A planned “Occupy Central Movement” in Hong Kong this July has the potential to disrupt business operations in the heart of the city’s financial district.
GPs in the area are being advised to review their business operations and plan accordingly for the protest movement that mirrors the “Occupy Wall Street” movement in New York City that reached a fever pitch in the fall of 2011.
The civil disobedience group has vowed to bring Hong Kong’s commercial hub to a standstill if the government fails to come up with a satisfactory plan to implement universal suffrage for its 2017 election. Currently Hong Kong's constitution specifies that only a Chinese nominating committee can pick leadership candidates for Hong Kong’s general elections.
To combat potential disruptions, the Hong Kong Monetary Authority conducted an emergency drill with 55 banks last week, the South China Morning Post reported.
Professional services firm Kinetic Partners recommends that GPs review their business continuity plans to ensure business continues as usual and potentially adverse impacts to investors are minimized in the event of a large-scale protest.

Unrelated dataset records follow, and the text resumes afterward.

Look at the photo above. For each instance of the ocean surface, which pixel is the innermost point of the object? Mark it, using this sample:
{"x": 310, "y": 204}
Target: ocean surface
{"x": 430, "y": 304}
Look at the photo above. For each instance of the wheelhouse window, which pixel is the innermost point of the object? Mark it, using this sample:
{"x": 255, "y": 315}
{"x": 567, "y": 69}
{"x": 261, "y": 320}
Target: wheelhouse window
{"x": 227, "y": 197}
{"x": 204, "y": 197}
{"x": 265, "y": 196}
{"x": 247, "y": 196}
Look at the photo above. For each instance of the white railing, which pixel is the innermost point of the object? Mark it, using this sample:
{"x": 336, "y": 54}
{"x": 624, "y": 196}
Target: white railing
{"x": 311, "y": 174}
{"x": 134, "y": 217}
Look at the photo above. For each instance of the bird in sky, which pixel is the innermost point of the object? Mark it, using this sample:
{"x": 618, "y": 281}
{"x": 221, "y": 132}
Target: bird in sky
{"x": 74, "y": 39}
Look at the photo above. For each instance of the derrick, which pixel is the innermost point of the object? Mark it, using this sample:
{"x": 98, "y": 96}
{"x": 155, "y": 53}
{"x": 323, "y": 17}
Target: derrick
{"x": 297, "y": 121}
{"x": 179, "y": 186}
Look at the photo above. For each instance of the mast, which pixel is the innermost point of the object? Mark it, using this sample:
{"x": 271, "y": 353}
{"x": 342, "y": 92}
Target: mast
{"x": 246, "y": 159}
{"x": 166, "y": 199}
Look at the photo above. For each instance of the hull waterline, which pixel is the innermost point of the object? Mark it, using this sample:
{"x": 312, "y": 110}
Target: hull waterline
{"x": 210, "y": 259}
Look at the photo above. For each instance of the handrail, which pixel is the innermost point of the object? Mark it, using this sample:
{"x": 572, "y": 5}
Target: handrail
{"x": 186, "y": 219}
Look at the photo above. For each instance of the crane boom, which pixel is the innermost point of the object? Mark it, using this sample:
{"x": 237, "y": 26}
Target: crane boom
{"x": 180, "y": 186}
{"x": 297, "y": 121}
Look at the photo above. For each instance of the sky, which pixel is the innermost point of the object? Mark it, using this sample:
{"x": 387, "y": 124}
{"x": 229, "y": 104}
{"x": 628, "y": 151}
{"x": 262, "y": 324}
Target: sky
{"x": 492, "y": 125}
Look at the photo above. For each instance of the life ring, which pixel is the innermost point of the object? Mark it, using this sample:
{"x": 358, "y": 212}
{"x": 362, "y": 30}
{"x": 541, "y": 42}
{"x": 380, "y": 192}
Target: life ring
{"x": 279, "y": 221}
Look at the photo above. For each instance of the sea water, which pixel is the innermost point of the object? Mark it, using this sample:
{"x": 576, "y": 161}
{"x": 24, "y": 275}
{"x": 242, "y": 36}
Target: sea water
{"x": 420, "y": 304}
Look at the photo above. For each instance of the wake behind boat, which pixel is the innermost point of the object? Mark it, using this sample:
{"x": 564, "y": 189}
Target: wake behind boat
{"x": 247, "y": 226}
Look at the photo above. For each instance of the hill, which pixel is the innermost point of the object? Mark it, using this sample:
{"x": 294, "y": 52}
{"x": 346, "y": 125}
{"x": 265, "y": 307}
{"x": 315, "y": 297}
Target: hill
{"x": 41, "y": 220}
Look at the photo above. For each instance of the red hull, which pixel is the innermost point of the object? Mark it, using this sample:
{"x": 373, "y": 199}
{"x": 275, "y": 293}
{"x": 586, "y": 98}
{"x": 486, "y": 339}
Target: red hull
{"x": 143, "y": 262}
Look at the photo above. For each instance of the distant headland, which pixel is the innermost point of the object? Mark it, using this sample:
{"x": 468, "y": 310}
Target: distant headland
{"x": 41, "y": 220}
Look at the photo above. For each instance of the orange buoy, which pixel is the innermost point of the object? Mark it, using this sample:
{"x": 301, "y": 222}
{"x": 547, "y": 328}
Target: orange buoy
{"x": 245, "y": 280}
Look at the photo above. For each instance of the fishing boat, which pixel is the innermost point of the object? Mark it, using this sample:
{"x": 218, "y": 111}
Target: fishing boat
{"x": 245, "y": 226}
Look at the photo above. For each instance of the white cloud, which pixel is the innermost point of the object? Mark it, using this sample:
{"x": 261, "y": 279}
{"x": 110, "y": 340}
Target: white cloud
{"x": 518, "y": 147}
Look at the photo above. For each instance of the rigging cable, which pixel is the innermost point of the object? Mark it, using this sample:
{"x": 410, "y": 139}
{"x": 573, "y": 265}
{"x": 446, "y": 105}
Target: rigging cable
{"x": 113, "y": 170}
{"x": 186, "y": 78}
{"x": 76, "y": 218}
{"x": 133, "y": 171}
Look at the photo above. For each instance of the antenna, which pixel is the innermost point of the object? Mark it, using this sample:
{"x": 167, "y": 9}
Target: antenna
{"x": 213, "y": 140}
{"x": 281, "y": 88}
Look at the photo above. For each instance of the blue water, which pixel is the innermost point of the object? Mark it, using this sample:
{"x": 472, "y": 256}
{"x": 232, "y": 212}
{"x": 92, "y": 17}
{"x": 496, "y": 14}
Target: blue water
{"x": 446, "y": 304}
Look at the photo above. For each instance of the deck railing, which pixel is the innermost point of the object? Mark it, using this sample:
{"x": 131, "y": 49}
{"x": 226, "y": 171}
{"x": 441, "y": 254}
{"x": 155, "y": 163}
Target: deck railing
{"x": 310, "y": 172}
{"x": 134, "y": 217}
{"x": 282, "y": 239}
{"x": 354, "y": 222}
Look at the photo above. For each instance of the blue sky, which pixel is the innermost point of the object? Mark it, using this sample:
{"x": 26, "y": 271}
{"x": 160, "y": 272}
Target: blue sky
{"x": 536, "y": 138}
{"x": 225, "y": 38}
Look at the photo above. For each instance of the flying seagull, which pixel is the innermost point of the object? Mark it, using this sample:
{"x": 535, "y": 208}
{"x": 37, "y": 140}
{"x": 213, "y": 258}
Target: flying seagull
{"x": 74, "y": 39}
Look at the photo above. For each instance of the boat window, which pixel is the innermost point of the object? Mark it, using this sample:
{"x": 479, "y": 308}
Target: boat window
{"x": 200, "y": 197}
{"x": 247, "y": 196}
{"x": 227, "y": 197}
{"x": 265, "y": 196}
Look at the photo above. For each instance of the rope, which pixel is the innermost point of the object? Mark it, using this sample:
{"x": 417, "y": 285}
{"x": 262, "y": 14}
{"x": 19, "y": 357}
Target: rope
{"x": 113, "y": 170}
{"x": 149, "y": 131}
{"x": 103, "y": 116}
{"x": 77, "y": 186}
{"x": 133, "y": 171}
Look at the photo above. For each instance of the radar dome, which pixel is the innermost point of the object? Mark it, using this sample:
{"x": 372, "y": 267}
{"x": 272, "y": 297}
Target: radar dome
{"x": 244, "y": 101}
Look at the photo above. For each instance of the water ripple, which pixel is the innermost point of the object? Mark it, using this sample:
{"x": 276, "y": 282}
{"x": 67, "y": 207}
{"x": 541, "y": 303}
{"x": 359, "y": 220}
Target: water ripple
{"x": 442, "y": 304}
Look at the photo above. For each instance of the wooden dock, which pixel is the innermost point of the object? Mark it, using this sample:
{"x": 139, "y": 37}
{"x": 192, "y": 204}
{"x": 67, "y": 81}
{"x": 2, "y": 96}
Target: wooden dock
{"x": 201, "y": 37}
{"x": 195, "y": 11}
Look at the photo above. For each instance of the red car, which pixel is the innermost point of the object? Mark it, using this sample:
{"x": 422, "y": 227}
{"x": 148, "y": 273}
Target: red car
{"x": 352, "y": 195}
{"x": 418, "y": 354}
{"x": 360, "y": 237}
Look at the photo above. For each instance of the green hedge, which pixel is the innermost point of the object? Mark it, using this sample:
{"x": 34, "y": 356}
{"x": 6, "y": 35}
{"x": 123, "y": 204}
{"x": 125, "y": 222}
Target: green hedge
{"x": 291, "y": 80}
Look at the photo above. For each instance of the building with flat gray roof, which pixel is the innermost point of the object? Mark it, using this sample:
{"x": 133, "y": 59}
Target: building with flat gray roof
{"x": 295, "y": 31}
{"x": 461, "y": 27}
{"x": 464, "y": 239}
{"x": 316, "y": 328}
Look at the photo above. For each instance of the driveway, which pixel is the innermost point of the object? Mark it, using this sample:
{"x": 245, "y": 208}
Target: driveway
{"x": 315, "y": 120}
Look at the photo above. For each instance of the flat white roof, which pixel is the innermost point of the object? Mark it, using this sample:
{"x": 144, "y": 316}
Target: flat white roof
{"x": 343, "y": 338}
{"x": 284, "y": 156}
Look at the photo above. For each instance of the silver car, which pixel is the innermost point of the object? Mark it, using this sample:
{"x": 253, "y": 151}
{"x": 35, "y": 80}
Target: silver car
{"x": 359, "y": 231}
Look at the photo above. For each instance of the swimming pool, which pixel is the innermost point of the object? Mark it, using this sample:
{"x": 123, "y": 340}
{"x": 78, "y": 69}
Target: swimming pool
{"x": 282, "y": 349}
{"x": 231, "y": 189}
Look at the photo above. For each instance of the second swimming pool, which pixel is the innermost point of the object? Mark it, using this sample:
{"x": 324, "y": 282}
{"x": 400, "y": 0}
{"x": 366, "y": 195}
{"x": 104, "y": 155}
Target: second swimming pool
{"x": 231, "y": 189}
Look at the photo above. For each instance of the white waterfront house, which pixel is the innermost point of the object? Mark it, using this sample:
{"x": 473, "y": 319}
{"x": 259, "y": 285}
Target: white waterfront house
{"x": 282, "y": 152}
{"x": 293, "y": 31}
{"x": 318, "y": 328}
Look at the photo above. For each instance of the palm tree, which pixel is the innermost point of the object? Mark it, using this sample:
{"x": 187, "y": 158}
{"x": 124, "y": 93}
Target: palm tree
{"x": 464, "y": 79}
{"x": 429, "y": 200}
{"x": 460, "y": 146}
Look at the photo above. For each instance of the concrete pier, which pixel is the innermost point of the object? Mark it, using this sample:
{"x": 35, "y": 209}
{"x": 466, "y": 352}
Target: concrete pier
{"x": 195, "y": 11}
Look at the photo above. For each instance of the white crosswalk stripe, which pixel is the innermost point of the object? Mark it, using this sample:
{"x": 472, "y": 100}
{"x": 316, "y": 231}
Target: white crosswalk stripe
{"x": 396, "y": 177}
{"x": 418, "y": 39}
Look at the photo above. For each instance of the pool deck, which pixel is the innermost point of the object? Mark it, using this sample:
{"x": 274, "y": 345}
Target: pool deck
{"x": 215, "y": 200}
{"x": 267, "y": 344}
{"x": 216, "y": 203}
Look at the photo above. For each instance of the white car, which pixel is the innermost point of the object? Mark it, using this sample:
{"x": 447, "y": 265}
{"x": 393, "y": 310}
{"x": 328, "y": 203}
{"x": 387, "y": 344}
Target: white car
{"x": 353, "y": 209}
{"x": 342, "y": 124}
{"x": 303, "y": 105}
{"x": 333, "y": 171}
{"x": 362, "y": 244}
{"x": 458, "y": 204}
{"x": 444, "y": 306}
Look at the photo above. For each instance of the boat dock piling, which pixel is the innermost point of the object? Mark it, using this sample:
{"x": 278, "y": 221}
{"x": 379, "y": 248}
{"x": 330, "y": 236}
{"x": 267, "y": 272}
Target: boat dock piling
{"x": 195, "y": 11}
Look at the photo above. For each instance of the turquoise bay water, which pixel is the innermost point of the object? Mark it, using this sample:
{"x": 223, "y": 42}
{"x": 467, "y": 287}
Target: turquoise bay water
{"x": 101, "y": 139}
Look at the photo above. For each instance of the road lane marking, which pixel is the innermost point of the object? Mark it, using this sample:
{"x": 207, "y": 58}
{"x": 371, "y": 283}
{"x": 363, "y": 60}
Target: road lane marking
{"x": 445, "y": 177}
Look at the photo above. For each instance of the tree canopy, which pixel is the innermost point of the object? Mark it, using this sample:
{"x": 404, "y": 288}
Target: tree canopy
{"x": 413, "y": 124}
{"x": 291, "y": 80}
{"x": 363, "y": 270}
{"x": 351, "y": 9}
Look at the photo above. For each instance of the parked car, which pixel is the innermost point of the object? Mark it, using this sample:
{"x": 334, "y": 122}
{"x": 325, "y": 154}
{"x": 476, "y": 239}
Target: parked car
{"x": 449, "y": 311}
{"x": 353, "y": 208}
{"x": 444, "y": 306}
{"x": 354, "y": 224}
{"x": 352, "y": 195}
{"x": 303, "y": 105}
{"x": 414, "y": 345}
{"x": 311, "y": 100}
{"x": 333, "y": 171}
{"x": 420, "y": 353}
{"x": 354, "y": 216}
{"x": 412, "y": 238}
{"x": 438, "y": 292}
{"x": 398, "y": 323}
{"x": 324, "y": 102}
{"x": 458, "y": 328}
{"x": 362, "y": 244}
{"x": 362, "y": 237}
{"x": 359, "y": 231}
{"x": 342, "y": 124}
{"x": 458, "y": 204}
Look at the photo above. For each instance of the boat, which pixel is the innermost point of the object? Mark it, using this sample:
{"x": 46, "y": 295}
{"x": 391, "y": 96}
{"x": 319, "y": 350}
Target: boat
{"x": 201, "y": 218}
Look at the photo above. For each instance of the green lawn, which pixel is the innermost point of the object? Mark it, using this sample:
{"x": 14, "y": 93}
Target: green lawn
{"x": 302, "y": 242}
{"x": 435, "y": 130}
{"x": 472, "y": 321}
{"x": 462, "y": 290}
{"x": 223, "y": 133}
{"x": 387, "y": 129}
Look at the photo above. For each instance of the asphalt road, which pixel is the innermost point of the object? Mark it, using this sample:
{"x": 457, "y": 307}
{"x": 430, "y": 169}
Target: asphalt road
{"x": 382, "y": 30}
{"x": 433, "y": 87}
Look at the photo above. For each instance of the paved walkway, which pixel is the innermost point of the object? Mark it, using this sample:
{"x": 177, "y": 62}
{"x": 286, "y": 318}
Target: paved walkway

Specifically firms should ensure that:
• Staff have remote access to a firm’s systems (e.g. email system) in the event they are unable to access the office.
• Test the functionality of telecommunication systems (e.g. forward calls to another telephone system).
• Assess the potential financial impact caused to the firm (e.g. potential claims from investors if the firm cannot provide the usual level of services to them) and assess the adequacy of the firm’s existing insurance coverage.